2-D Arrays versus Structs

I had a situation the other day where I needed an array of two values and the thought occurred to me: which is better? A 2-D array or a 1-D array of structs. I decided to come up with a quick test to see.

Here are my results:

2-D Arrays : 55.9376 cycles/row
Structs : 31.9937 cycles/row

That’s the number of cycles, on average, to add up the numbers in a row. Cycles makes more sense to me than microseconds when we’re talking about this level of code.

It turns out that the struct version is about 74% faster, which confused me slightly. Isn’t the memory layout for both options the same and should thus have the same assembly code?

It turns out…no. Before proceeding, download the test code here. It’s not pretty, but it works. Some of the mess is designed to keep the compiler from optimizing out my test cases. I tested with Visual Studio 2005 beta 2 with default release mode compiler options.

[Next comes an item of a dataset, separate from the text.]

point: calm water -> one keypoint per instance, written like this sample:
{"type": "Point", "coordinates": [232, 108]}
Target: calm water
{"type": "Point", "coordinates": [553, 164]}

So lets look at two things I discovered:

Here are the addresses of the first two rows (of two elements each) of the two array styles:

sum1: 0x00354860 0x00354868 0x00354878 0x00354880
sum2: 0x026F0020 0x026F0028 0x026F0030 0x026F0038

Take a look at sum2 (the array of structs); each element starts exactly at 8-byte intervals–what we would expect because memory is often aligned on 8-byte boundaries on x86.

But look at sum1; the elements in the first row are 8 bytes apart, but the next row starts 16 bytes later! That means 8 additional bytes are wasted between each row. This means that fewer rows will fit in the CPU’s L1 cache, causing more cache misses, slowing down the program. (Why did this layout occur? I don’t know the answer to that yet)

Second of all, let’s look at the assembly code. This is just for adding the two elements of a row together.

;array addition
mov eax, DWORD PTR _arr$[esp+4] ; 1st operand addr
mov eax, DWORD PTR [eax+ebp*4] ; 2nd operand addr
fld QWORD PTR [eax+8] ; 1st operand
fadd QWORD PTR [eax] ;add 2nd operand
faddp ST(1), ST(0) ;add result to answer

;struct addition
fld QWORD PTR [eax+8];put first operand in register
fadd QWORD PTR [eax-16] ; add other operand
faddp ST(1), ST(0) ;add result to answer

So…the array version has to do two mov’s to fixup the correct addresses.

It seems now that the struct version is slightly more efficient here–both in space and in speed. However, this is really a microcosm of a problem. This kind of thing probably wouldn’t matter unless you were doing a lot of it. Personally, I’d go with the struct more often than not because it would be much easier to update the code to use a 3rd field, for example.